Cuando ella nació muchas emociones diferentes surgieron por todo el reino de Turmalina. Fue una gran alegría y una enorme preocupación al mismo tiempo. Después de mucho tiempo, el príncipe esperado era una princesa. El rey, sin embargo, no parecía preocupado, lo que inquietaba aún más a la población. Ese día, muchas familias sufrieron cuando sus bebés recién nacido les fueron arrebatados, aunque otras lo consideraron un honor. Cuando la mayoría de ellos fueron devueltos a las pocas semanas de nuevo hubo júbilo, pero también decepción. Cuando los años pasaron y los niños arrebatados crecían al tiempo que la princesa, cada vez se estrechaba más el círculo y tras rivalizar fieramente, a los diecisiete años de edad, él era el único que no había sido devuelto a su familia, o había muerto en el intento, como les había pasado a otros. Pero todavía le quedarían años más de brutal entrenamiento y aprendizaje para estar frente al cometido por el que, según le habían enseñado, había nacido. No conocía nada más. Sólo que estaba allí para ella. Se convertiría en el compañero de la princesa del reino de Turmalina, pero no su rey, por supuesto, sino su compañero en la batalla. Poderoso, héroe, siervo. Sin reconocimiento, sin voz. Ni siquiera la había visto en persona, y no lo haría hasta que el rey muriera y ella ocupara su lugar. Podía ocurrir en cualquier momento teniendo en cuenta que hacía décadas que vivían en una guerra continua contra el averno.

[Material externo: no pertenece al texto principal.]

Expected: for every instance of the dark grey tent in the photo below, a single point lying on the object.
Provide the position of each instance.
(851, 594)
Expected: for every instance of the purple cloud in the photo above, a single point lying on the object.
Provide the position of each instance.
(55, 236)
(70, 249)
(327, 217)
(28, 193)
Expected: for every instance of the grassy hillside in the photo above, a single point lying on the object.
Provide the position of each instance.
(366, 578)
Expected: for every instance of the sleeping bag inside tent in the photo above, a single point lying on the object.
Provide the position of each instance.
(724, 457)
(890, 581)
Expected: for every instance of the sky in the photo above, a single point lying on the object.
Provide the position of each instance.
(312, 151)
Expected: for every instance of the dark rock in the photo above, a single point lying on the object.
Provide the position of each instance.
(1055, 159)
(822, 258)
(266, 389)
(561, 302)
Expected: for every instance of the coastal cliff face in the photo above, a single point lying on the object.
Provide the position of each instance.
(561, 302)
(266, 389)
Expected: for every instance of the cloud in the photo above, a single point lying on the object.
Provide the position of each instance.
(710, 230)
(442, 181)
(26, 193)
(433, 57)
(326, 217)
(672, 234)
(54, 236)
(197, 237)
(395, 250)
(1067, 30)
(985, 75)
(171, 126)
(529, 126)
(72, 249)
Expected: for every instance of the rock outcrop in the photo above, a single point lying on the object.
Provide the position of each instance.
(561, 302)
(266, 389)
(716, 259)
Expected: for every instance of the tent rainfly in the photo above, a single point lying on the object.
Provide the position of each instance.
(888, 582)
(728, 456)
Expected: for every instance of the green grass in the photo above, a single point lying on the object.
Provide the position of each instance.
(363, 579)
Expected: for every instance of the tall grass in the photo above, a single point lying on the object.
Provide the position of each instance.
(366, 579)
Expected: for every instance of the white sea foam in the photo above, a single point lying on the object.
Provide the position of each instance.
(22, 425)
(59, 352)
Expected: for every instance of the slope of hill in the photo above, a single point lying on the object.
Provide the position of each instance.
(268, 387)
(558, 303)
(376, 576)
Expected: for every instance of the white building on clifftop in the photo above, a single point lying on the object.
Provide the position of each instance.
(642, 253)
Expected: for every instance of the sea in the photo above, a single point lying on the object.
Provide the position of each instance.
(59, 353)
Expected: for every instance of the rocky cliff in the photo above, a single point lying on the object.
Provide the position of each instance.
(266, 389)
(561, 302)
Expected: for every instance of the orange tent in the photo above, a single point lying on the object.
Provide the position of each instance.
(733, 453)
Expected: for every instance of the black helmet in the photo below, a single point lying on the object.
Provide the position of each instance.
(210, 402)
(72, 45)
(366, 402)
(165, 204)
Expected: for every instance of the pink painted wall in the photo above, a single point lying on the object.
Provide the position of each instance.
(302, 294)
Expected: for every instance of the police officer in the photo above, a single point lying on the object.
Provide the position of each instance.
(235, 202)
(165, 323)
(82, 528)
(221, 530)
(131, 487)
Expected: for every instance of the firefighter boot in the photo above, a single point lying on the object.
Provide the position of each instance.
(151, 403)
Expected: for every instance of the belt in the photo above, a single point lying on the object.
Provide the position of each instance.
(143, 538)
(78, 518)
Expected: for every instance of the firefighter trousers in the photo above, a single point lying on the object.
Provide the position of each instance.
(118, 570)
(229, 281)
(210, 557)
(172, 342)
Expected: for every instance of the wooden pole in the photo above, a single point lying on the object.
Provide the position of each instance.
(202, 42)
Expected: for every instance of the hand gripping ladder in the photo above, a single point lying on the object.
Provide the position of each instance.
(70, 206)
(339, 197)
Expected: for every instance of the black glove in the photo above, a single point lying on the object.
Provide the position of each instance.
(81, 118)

En las mañanas, entrenaba a la hora de comer, comía brevemente y estudiaba estrictamente, cenaba y volvía a entrenar hasta acostarse exhausto. Siempre a la misma hora, siempre en el mismo lugar. Y a la mañana siguiente sería lo mismo. No podía quejarse, no podía huir, no podía negarse. Ya lo había intentado todo, hasta que su espíritu había quedado reducido a nada. A ella, a su cometido. No la conocía, pero suyo era su ser, su entrega y su vida. Él no era más que un sacrificio más en aquella guerra. Sin nombre, ni apellido, ni familia, no era nadie.
A veces, mirando por la ventana de la pequeña habitación de su prisión privada, ahora que sólo quedaban él y sus maestros, apartada, solitaria y silenciosa, se imaginaba que ella estaba observando la misma Luna desde su palacio. Y, aun así, sentía que no estarían viendo lo mismo. Ella era una princesa, él no era nadie. No importaba. En su mundo no existía ya nada. Ni siquiera la guerra era importante. Sólo ella. Era lo que le habían enseñado. Protegerla, cuidarla y dar la vida por ella. Nada más.
Diez años después, el rey murió en una incursión y fue su momento de abandonar la vida que conocía y encontrarse con ella.